Zipkin distributed tracing system project
What is zipkin software provided by Twitter ? What for this tool is used ? Where exactly this tool is going to be deployed online or a mobile based tool ?
What is zipkin software provided by Twitter ? What for this tool is used ? Where exactly this tool is going to be deployed online or a mobile based tool ?
Zipkin is a distributed tracing system used for gathering all the services involved in managing a request to the twitter API.
There is web user interface where we can exactly find out the request processing information on timely basis. You can click on each of those to get the detailed information of that particular request.
This can be used for tracing the HTTP, Thrift, Memcache, SQL and Redis requests. This zipkin will help twitter in fixing removing memcache requests, rewriting slow MySQL SELECTs, and fixing incorrect service timeouts. Finding and correcting these types of performance bottlenecks helps make twitter faster.
Zipkin is the Twitter open-source implementation of Dapper which, on the other hand, is the distributed tracing system of Google. The usual Zipkin deployment looks similar to the image below. Cassandra is the recommended database. Zipkin on Scribe on Thrift or “Zipkin/Scribe/Thrift” is the protocol used between the Zipkin collector and the applications. The Zipkin project recommends the setup of a full Scribe environment for scalability.
You can execute multiple instances of the Zipkin collector and configure your server-local Scribe receiver for load- balancing by routing Zipkin messages to the cluster. You can direct your application straight to the Zipkin collector when testing on low workload environment because it also supports Scribe protocol. Each request initiated by the user is treated as a trace by Zipkin.

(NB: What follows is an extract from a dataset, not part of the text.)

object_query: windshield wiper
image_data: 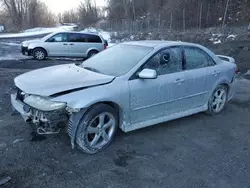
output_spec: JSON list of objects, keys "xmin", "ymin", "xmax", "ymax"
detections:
[{"xmin": 83, "ymin": 66, "xmax": 101, "ymax": 73}]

Every trace has a number of spans and every span is linked or connected to an RPC call. You can have a number of annotations in every span and there are four annotations that a span should have to be able to build a complete view of an RPC call, which is in chronological order.
The four annotations are cs, sr, ss, and cr where “cs” stands for “client send”, “sr” for “server receive”, “ss” for “server send”, and “cr” for “client receive”.